Westworld, then, is a study in contradictions, and yet is no contradiction at all. Though providing a stunning showcase for the acting talents of Thandie Newton, Evan Rachel Wood and Jeffrey Wright in particular, their characters are nonetheless all controlled by Anthony Hopkins’s genial-creepy Robert, and that doesn’t really change throughout the season. Though the tropes of old West narratives are plainly up for discussion, any wider discussion of stereotyping is as likely to have a lampshade hung on it as to be absent altogether, and that’s definitely a problem. Not being familiar with the Michael Crichton film and TV show, I can’t pass judgement on the extent to which this new adaptation draws from or surpasses the source material. I can, however, observe that the original film dates to the 1970s, which possibly goes some way to explaining the uncritical straight white male gazieness embedded in the premise. Even so, there’s something strikingly reminiscent of Joss Whedon to this permutation of Westworld, and I don’t mean that as a compliment. The combination of a technologically updated old West, intended to stand as both a literal and metaphoric frontier, the genre-aware meta-narrative that nonetheless perpetuates more stereotypes than it subverts, and the supposed moral dilemma of abusing those who can’t consent feels at times like a mashup of Firefly, Cabin in the Woods and Dollhouse that has staunchly failed to improve on Whedon’s many intersectional failings.

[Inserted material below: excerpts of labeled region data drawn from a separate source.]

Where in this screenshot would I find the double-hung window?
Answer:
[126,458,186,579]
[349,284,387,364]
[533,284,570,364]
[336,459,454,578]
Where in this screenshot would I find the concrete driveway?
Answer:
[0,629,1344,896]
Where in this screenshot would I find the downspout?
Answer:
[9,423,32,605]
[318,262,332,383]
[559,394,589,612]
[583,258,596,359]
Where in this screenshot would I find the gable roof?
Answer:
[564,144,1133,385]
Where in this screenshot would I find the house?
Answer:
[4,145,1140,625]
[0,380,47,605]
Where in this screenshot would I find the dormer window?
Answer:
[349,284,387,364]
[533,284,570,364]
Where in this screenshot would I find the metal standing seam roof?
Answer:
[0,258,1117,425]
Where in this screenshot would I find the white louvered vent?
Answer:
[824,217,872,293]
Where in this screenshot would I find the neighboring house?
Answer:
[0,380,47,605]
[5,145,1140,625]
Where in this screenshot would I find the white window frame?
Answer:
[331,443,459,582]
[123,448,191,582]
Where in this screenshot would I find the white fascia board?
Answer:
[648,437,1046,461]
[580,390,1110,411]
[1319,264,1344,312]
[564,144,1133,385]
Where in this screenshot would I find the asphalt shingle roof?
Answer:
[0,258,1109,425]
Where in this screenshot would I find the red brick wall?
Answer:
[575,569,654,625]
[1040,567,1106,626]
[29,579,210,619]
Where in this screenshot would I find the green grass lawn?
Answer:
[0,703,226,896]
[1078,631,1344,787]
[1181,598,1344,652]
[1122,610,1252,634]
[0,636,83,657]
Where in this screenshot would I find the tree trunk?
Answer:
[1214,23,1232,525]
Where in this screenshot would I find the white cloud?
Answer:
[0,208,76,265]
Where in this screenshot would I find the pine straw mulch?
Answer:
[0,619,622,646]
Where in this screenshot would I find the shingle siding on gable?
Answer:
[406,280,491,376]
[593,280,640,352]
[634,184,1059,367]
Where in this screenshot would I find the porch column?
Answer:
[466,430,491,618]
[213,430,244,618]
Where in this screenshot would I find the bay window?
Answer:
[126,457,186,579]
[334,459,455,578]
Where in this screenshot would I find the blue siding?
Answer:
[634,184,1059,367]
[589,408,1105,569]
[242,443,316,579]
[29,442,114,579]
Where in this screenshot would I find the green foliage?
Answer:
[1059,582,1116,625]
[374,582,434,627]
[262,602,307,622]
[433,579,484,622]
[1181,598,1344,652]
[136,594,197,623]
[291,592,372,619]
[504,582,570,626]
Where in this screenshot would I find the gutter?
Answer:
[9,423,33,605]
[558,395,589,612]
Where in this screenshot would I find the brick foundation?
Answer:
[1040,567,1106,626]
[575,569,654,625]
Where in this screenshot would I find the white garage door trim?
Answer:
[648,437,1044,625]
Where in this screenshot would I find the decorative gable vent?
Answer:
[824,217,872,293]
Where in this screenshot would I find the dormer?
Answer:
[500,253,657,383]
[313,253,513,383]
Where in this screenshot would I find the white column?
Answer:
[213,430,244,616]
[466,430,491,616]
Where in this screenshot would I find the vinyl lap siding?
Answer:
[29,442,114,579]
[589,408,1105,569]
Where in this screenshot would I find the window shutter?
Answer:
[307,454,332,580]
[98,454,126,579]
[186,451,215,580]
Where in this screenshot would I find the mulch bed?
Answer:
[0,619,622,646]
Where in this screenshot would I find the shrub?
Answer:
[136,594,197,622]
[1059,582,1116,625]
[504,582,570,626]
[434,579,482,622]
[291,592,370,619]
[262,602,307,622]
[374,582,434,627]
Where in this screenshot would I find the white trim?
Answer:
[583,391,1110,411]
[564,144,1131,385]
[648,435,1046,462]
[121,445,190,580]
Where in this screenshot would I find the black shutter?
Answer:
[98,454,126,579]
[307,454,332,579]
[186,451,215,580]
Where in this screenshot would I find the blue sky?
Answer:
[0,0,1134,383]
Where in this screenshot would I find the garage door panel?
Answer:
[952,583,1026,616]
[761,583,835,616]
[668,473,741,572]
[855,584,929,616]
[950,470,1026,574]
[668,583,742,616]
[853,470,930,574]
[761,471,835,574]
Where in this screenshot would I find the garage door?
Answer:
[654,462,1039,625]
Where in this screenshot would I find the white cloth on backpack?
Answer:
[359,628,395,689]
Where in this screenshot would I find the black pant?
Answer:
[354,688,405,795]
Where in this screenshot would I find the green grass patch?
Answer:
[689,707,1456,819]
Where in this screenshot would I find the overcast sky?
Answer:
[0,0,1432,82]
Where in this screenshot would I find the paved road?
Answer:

    And yet, I suspect, I’ll still be poking my nose into Season 2, if only to see how Thandie Newton is doing. It feels like an absurdly low bar to say that, compared to most of HBO’s popular content, Westworld is more tell than show in portraying sexual violence, preferring to focus on the emotional lead-in and aftermath rather than the act itself, and yet that small consideration does ratchet the proverbial dial down a smidge when watching it – enough so that I’m prepared to say it’s vastly less offensive in that respect than, say, Game of Thrones. But it’s still there, still a fundamental part of the plot, and that’s going to be a not unreasonable dealbreaker for a lot of people; as is the fact that the only queer female character dies. Westworld certainly makes compelling television, but unlike the human protagonists, I wouldn’t want to live there.